India Abroad PDF Author: Sandhya Shukla
Publisher:
ISBN: 9788125027751
Category : East Indians
Languages : en
Pages : 322

Book Description
India Abroad analyses the development of Indian diasporas in the United States and England from 1947, the year of Indian independence, to the present. Across different spheres of culture---festivals, enterpreneurial enclaves, fiction, autobiography, newspapers, music and film---migrants have created India as a way to negotiate life in the multicultural United States and Britain. Sandhya Shukla considers how Indian diaspora has become a contact zone for various formations of identity and disclosures of nation. She suggests that carefully reading the production of a diasporic sensibility, one that is not simply an outgrowth of the nation-state, helps us to conceive of multiple imaginaries, of America, England, and India, as articulated to one another. Both the connections and disconnections among peoples who see themselves as in some way Indian are brought into focus by this comparativist approach. This book provides a unique combination of rich ethnographic work and textual readings to illuminate the theoretical concerns central to the growing fields of diaspora studies and transnational cultural studies. Shukla argues that the multi-sitedness of diaspora compels a rethinking of time and space in anthropology, as well as in other disciplines. Necessarily, the standpoint of global belonging and citizenship makes the boundaries of the America in American studies a good deal more porous. And in dialogue with South Asian studies and Asian American studies, this book situates postcolonial Indian subjectivity within migrants' transnational recastings of the meanings of race and ethnicity. Interweaving conceptual and material understandings of diaspora, India Abroad finds that in constructed Indias, we can see the contradictions of identity and nation that are central to the globalised condition in which all peoples, displaced and otherwise, live

Landscape, Culture and Belonging

Landscape, Culture and Belonging PDF Author: Neeladri Bhattacharya
Publisher: Cambridge University Press
ISBN: 1108481299
Category : History
Languages : en
Pages : 352

Book Description
This volume is an important contribution to the new literature on frontier studies and the historiography of Northeast India.

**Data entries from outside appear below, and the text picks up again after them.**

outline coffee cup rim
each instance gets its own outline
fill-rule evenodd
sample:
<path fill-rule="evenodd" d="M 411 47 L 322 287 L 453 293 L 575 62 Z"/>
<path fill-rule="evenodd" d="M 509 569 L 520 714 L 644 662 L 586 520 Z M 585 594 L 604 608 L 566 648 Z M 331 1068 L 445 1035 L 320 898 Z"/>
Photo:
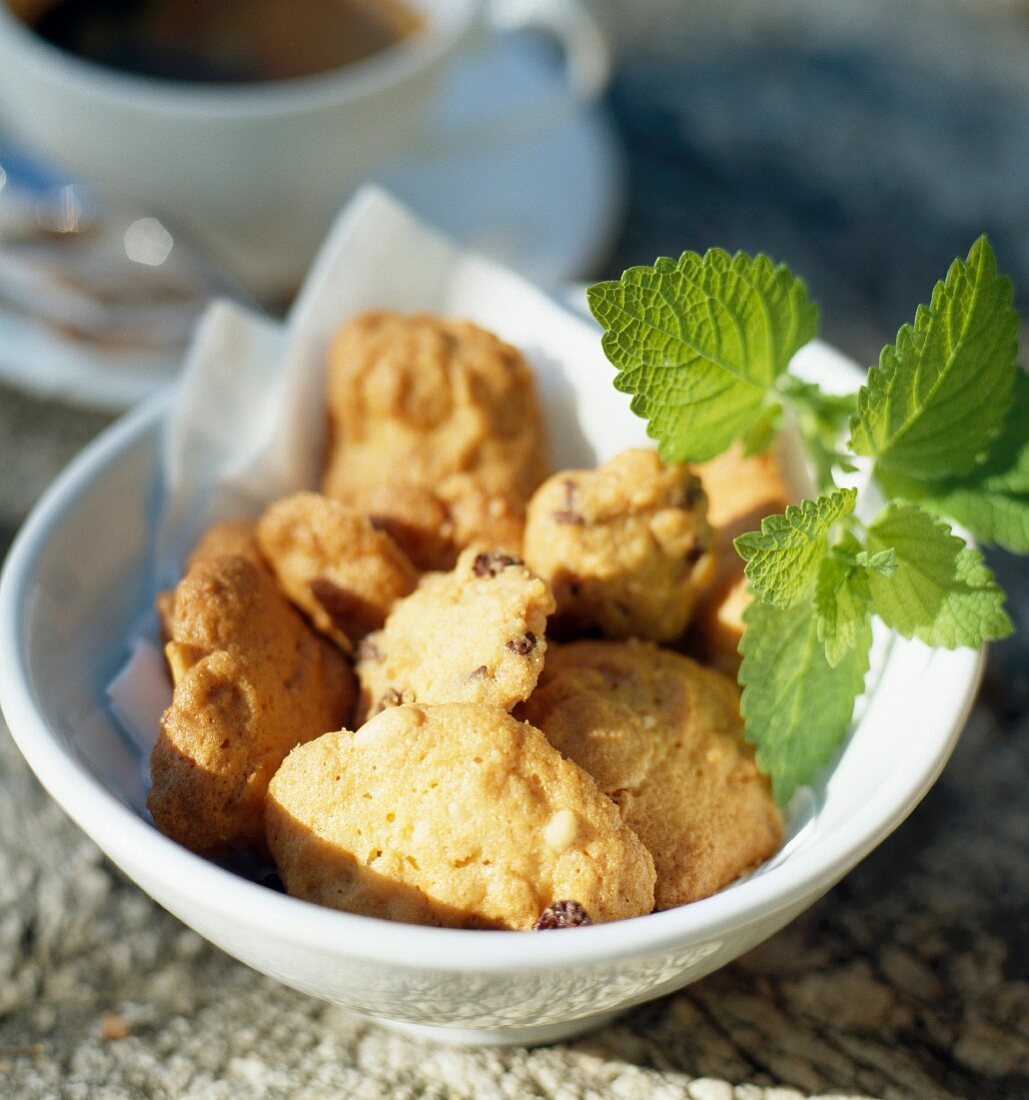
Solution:
<path fill-rule="evenodd" d="M 469 32 L 484 4 L 484 0 L 447 0 L 445 5 L 434 0 L 408 2 L 426 17 L 425 26 L 400 42 L 328 72 L 267 82 L 209 84 L 121 72 L 47 42 L 5 0 L 0 0 L 0 46 L 8 38 L 37 69 L 58 74 L 77 92 L 95 99 L 118 100 L 166 114 L 264 117 L 351 102 L 402 82 L 449 52 Z"/>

The Politics of Belonging in India

The Politics of Belonging in India PDF Author: Daniel J. Rycroft
Publisher: Taylor & Francis
ISBN: 1136791159
Category : Political Science
Languages : en
Pages : 257

Book Description
Since the 1990s, the Indigenous movement worldwide has become increasingly relevant to research in India, re-shaping the terms of engagement with Adivasi (Indigenous/tribal) peoples and their pasts. This book responds to the growing need for an inter-disciplinary re-assessment of Tribal studies in postcolonial India and defines a new agenda for Adivasi studies. It considers the existing conceptual and historical parameters of Tribal studies, as a means of addressing new approaches to histories of de-colonization and patterns of identity-formation that have become visible since national independence. Contributors address a number of important concerns, including the meaning of Indigenous studies in the context of globalised academic and political imaginaries, and the possibilities and pitfalls of constructions of indigeneity as both a foundational and a relational concept. A series of short editorial essays provide theoretical clarity to issues of representation, resistance, agency, recognition and marginality. The book is an essential read for students and scholars of Indian Sociology, Anthropology, History, Cultural Studies and Indigenous studies.